「エスター…家に帰ろう。」
抱きしめながらそう言ってくれた。声は震えていた。
私はそれを見つめ、声を絞りした。
喉が痛かった 手や声は震えていた
その2文字を出すのに全部の力を使った。
「私の名前、リストに書いたんでしょ、」
「パパが私を売ったんでしょ…」
パパは何も言わない
でも、抱きしめる力がちょっとだけ弱くなった。
「ねぇ、パパ、どうして私がこんな運命なんだろうね」
風が吹いた。
その瞬間私は耐えられなかった。
震える手が無意識に動いた。
声が出るより早く。

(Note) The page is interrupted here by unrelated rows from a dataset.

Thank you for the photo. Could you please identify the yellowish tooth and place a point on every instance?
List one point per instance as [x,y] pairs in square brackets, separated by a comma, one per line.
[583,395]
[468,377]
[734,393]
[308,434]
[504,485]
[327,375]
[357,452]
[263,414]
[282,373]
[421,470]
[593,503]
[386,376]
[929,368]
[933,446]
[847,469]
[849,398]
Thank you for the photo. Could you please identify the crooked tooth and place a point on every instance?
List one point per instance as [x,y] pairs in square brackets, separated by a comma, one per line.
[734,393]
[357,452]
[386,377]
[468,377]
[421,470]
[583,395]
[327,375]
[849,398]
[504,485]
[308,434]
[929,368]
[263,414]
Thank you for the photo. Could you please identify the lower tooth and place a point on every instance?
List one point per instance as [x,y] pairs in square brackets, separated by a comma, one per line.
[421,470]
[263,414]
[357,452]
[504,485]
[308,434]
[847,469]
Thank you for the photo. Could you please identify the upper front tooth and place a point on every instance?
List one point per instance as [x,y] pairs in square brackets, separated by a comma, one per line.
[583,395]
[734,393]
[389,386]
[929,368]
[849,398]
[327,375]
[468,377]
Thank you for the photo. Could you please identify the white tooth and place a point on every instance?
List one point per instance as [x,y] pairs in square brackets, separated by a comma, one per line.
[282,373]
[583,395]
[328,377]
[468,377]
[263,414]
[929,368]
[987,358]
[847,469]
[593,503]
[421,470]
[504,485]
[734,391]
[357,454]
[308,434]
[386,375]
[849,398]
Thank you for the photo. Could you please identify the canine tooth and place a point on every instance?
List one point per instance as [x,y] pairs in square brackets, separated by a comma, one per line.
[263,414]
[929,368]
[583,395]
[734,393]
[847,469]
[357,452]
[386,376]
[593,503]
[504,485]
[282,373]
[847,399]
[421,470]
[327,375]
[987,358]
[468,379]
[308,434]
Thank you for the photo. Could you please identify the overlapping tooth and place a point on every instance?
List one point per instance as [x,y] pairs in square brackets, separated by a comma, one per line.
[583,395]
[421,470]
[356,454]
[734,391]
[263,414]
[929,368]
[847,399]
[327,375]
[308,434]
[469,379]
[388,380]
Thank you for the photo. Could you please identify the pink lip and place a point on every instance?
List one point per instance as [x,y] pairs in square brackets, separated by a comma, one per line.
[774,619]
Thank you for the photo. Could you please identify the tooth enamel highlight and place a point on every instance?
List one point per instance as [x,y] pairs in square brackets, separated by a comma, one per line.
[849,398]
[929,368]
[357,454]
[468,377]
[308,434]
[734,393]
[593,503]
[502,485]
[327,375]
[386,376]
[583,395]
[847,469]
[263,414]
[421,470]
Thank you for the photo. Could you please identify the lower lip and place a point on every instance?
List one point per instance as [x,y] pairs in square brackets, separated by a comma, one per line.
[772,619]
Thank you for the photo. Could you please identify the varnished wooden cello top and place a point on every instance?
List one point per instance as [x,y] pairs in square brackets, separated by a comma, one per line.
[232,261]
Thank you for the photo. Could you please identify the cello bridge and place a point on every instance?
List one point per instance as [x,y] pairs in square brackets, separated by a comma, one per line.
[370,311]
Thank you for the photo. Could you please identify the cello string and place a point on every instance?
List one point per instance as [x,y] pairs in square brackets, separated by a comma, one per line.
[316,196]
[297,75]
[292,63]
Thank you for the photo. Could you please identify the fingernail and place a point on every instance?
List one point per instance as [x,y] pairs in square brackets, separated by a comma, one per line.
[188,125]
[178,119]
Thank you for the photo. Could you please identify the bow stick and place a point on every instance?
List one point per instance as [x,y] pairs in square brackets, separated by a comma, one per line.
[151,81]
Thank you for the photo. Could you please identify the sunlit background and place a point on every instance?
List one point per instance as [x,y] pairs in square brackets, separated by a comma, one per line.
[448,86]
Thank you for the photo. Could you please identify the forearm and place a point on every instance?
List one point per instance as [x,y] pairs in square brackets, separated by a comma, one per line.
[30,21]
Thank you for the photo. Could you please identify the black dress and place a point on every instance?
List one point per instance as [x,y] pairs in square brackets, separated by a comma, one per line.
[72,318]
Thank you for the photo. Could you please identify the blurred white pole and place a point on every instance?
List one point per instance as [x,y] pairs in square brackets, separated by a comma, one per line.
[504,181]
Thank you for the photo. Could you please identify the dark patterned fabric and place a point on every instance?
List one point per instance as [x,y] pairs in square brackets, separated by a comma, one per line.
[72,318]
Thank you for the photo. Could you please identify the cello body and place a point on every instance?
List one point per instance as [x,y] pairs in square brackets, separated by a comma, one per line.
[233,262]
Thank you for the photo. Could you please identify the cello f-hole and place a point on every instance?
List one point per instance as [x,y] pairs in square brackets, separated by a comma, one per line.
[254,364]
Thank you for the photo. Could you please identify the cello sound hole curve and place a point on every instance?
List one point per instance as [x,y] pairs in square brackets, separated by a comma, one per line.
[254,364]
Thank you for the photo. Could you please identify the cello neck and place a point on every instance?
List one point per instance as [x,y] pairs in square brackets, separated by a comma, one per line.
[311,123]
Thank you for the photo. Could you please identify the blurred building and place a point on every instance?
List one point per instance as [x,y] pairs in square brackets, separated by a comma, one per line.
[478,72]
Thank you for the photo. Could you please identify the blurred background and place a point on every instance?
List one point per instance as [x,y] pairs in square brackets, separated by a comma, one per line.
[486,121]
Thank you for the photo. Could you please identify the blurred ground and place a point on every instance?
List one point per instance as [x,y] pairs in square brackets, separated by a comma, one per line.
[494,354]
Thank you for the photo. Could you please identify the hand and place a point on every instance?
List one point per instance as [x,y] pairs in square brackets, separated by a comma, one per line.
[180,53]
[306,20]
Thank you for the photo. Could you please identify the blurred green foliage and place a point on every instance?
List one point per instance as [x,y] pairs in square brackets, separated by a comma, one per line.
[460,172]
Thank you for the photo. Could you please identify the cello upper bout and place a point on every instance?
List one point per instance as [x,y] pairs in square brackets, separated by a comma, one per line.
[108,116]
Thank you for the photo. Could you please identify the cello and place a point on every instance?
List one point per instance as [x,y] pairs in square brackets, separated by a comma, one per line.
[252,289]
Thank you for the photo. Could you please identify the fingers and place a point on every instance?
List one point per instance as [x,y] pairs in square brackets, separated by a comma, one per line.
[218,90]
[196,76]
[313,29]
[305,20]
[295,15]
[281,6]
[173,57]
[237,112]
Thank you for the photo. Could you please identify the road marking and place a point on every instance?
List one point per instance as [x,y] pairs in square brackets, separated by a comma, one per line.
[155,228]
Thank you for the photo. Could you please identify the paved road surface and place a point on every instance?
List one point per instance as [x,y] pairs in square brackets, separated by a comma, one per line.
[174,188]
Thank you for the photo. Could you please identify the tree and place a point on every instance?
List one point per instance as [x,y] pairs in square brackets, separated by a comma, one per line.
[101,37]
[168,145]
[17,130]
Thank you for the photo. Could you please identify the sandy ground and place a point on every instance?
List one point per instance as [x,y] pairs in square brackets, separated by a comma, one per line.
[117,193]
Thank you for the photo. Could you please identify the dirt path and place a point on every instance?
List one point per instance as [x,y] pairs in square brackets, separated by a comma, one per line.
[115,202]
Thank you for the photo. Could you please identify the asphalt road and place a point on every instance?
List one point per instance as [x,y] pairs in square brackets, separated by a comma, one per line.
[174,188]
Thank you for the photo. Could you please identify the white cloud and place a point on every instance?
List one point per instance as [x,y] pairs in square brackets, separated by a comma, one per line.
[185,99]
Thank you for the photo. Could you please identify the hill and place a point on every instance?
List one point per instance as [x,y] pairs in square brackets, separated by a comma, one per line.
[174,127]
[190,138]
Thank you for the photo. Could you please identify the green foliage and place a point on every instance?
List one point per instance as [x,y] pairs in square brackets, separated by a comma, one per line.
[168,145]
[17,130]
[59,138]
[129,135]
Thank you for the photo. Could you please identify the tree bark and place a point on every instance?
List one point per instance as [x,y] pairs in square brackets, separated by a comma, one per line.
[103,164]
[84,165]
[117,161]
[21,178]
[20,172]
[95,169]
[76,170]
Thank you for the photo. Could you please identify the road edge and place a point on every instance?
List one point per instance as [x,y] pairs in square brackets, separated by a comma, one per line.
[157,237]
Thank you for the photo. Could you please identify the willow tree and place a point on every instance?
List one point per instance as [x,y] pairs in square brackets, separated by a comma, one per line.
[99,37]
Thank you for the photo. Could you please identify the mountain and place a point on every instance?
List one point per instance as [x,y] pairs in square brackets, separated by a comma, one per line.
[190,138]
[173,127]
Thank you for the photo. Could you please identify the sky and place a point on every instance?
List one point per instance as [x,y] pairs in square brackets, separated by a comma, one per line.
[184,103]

体が勝手に、
パパに抱きついていた。
泣きながらパパの背中を叩く、
「嫌い 」「大嫌い」「嫌い」
と何度も繰り返す。でも、離れなかった。
パパは優しく抱きしめてくれた、
そのぬくもりに泣いた
裏切られたはずの腕の中で、
唯一心がほどける感覚があった。
しばらくパパの腕の中にた、私の涙でパパの服は濡れていた。
体の中の水分を使い切るほど泣いたと思う。しばらく泣き終わるまでパパはまっててくれた、
「パパ…ナチスの方に行っちゃいや…」
その言葉が出た時、パパは苦しそうな顔をした。
「あの制服着ないで…」「私の事守るって言ったよね、でもあの制服を着ている限り、パパは誰かを壊す側にいるの、」
数分の間、いや、数秒かもしれない。
沈黙が落ちた。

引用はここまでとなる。